The IS phenomenon, whose roots go back deep to US mismanagement of the post-2003 Iraqi invasion, has indeed posed, foremost, a threat to Iraq, Syria and their neighbours.
To address this threat, the best option would have been for the regional states to fight IS as a common enemy. Although a great deal is said about the Arab-Iranian or, more specifically, Saudi-Iranian rivalry in this highly complex region, the need to deal with the IS threat would have forced them to put their differences aside and unite in a shared cause. It is unthinkable that Iran would have allowed Baghdad to fall to IS and that Saudi Arabia and its Arab allies would not have acted in concert to prevent the IS from crossing their borders and foregone any cooperate with Iran in this respect. As such, IS could have become a factor in opening the way for regional cooperation, which is badly needed in the area. This would have enabled the US and its allies to avoid getting involved in another, possibly counter-productive major conflict in the Middle East.
The Western countries have reason to be concerned about their hot-headed young Muslim citizens who have gone to fight for IS. But this should not be regarded as an insurmountable problem. Many of those citizens are likely to be killed or not return to their countries. Those who may return could easily be screened and re-orientated by the authorities.
This is not the first time that a noticeable number of young Muslims from the West have participated in foreign violent Jihads. Hundreds of them went to Afghanistan to take part in the Afghan Jihad against the Soviet occupation of the country in the 1980s. Then, the CIA was happy to coordinate and assist their supply, from New York to Islamabad, to the Afghan Islamic Resistance forces or the Mujahideen. This was justified in the name of a good cause.

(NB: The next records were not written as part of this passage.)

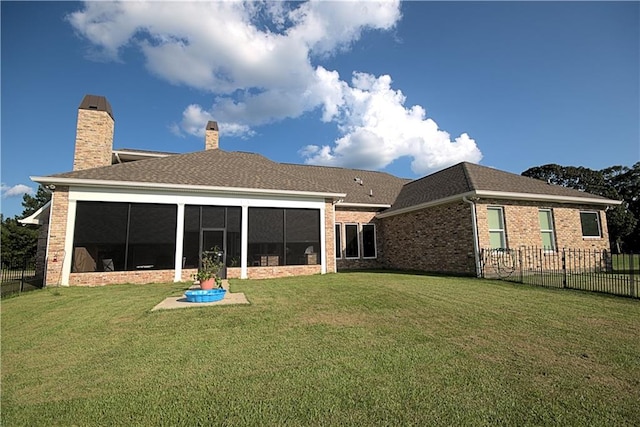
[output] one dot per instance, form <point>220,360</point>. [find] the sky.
<point>403,87</point>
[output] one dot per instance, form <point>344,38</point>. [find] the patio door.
<point>215,237</point>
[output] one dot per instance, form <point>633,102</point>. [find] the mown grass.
<point>341,349</point>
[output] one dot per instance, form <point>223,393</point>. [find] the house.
<point>140,216</point>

Similarly, some Western countries, including Australia, have had no qualms over some of their Jewish citizens either joining or fighting for the Israeli security forces, and have not viewed their return with trepidation. It is not surprising to hear Muslim voices raised about double standards.
As President Obama has said, the fight against IS is going to be multi-dimensional and drawn-out. Yet, there is no certainty as to what might emerge at the end in what is now a disintegrated Iraq and Syria in an already very complex region. Ultimately, the US and its Western allies, including Australia, will have to shoulder most of the heavy lifting against IS.
The current US-led strategy may well please those who cherish the opportunity to once more focus not only Muslim but also world attention on the US and its allies as hegemonic and trigger-happy.